I began talking with one of my friends there, another intern and wonderful woman. When I told her this, she (with the best of intentions) told me I was a wonderful intern. To which I responded, "You don't know that. You're not there (in Huntsville), you don't see or know what I do." She lovingly tried to persuade me otherwise, trying to be encouraging. And I am very grateful to her for those attempts, but it was ineffective. Because I was right. She can't know what kind of intern I am, for the most part. And I really haven't been doing my job like I should.

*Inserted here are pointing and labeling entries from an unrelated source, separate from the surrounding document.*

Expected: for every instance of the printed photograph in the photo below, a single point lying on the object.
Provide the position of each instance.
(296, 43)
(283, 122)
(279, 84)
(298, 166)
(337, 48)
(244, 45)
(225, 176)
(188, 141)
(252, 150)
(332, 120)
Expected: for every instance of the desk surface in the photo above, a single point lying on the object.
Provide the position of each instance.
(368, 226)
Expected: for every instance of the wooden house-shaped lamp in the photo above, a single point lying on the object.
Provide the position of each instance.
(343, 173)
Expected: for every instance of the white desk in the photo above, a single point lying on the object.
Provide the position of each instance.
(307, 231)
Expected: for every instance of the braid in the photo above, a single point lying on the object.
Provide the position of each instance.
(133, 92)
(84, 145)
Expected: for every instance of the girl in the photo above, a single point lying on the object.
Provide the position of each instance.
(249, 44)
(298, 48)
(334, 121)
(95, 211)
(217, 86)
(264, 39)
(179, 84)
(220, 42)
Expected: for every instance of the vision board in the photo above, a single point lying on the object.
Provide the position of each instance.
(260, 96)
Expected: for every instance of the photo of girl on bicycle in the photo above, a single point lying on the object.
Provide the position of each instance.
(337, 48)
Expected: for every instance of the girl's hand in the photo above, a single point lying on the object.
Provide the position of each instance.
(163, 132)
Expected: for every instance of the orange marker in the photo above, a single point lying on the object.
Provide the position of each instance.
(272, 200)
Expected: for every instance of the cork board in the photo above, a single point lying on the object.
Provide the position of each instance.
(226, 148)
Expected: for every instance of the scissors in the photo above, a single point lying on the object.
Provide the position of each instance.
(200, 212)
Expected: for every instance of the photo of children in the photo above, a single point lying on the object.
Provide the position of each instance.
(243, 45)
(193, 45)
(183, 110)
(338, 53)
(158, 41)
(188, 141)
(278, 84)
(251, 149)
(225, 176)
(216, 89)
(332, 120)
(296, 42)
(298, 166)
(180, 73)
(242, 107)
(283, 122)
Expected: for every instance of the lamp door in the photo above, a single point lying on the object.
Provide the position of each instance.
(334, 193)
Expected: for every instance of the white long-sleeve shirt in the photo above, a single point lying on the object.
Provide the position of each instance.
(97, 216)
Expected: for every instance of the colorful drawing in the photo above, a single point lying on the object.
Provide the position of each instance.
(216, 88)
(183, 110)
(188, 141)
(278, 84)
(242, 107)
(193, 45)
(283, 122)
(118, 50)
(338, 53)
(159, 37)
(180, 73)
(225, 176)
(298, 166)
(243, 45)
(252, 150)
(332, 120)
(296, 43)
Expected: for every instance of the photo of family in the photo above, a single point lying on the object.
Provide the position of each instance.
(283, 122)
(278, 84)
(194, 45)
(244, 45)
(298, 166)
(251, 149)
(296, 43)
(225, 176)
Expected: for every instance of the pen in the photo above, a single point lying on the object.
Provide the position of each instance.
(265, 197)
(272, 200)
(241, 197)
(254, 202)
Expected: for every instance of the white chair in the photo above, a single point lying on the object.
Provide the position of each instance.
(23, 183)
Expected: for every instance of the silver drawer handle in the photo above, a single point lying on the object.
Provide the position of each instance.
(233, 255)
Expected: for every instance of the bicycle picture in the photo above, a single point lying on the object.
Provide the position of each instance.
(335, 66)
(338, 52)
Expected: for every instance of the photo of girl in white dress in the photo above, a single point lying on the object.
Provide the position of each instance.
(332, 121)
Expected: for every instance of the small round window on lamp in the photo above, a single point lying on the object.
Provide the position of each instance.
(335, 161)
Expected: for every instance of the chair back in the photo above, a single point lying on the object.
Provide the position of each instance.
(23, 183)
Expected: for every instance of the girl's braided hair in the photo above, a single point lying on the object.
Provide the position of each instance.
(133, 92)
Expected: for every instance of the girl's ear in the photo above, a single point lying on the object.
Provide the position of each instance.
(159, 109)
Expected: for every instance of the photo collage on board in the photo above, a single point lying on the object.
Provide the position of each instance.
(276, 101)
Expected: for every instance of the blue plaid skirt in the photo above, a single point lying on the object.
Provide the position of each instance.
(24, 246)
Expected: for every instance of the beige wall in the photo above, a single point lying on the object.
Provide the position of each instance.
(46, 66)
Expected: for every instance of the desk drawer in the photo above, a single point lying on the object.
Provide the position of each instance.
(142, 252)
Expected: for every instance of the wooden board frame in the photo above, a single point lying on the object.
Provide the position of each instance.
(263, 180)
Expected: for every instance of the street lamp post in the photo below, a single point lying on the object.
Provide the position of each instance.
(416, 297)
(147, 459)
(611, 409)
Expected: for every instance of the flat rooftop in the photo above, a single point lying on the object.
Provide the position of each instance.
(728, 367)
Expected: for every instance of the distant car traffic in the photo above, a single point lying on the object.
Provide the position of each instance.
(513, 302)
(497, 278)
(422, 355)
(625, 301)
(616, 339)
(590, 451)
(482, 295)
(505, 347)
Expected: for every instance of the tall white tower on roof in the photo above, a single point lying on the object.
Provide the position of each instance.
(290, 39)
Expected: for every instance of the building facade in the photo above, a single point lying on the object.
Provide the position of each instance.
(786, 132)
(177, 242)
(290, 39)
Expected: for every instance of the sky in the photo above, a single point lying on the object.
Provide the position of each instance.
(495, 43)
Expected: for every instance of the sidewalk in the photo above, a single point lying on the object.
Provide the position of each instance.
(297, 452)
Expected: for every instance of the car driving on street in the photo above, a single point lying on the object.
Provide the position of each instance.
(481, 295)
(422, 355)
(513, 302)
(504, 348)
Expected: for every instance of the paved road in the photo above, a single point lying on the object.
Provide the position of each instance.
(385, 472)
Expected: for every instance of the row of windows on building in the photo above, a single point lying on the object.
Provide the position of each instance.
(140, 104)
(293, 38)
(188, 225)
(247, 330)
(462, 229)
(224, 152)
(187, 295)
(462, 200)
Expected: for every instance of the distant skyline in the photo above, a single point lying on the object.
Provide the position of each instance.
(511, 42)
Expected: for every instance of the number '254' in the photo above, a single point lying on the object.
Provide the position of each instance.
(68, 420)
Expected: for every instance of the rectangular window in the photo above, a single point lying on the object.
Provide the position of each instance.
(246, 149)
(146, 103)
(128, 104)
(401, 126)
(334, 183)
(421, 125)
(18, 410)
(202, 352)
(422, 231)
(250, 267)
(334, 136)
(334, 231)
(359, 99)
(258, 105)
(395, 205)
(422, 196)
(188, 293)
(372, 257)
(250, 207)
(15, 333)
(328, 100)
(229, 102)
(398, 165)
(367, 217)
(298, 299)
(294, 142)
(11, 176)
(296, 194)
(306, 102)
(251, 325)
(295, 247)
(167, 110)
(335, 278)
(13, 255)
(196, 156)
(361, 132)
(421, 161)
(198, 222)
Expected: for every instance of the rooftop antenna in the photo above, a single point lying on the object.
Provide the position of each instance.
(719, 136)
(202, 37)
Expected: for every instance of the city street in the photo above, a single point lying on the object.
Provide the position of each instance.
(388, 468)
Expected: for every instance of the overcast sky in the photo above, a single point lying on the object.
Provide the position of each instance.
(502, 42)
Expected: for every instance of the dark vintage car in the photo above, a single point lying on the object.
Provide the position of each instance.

So now my anxiety level has increased, because not only do I feel that I've failed my girls, but now I feel like people are wrongly assuming that I'm doing what I'm not actually doing. (Anxiety issues-I see them. We're working on it. ...and by we I mean me.) So I then found Keith, and asked him if I could walk out with him. (To which he replied, quite funnily, "Are we going to just walk?" "Oh no. We're gonna talk.") Our exchange went as follows:
Me: So. ...Your session made me want to cry.
Keith: *insert some sort of sentiment here that expresses sorrow for my state but not necessarily apology...I don't remember exactly what he said here.*
Me: What does that mean (the me wanting to cry thing)?
Keith: Well, why do you want to cry?
Me: ...Because I heard all the things you said, and it just made me realize that this whole past semester, I haven't been doing my job. I haven't done those things.
Keith: *pause* ...It's okay to weep over that. That's a legitimate thing to grieve over.
I don't think I can fully describe to you the freedom I felt when he said that. ...Because he's right. It's a bizarre thing, this Christianity. So full of paradoxes. But it's truth, nevertheless. When you see legitimate failure, when you really see your sin...you need to grieve over that. You need someone to say, yes. What you see, the sorrow you feel, that's real. That's right. Because sin is something to weep over. It shouldn't be in this world; our beings weren't originally designed to be okay with brokenness because we weren't broken when we were made. We were never supposed to be in the state we're in now. So we shouldn't be okay with it!
Now, I'll admit there is a high propensity on my part to be too hard on myself, to wallow in guilt, and that is NOT okay. Because there is the good news as well, that Christ has fully paid for all my sins, past, present, and future. Jesus did in fact take my sin and His righteousness and say, "Tradesies!" [Loose translation of...the Bible. Brought to you by Leigh Douglas.] But the freedom of that comes only with first acknowledging the crimes we've committed. We've got to repent and grieve over our sin, and only then will we be able to celebrate and experience the true freedom the Gospel brings.
And friends...it is indeed glorious.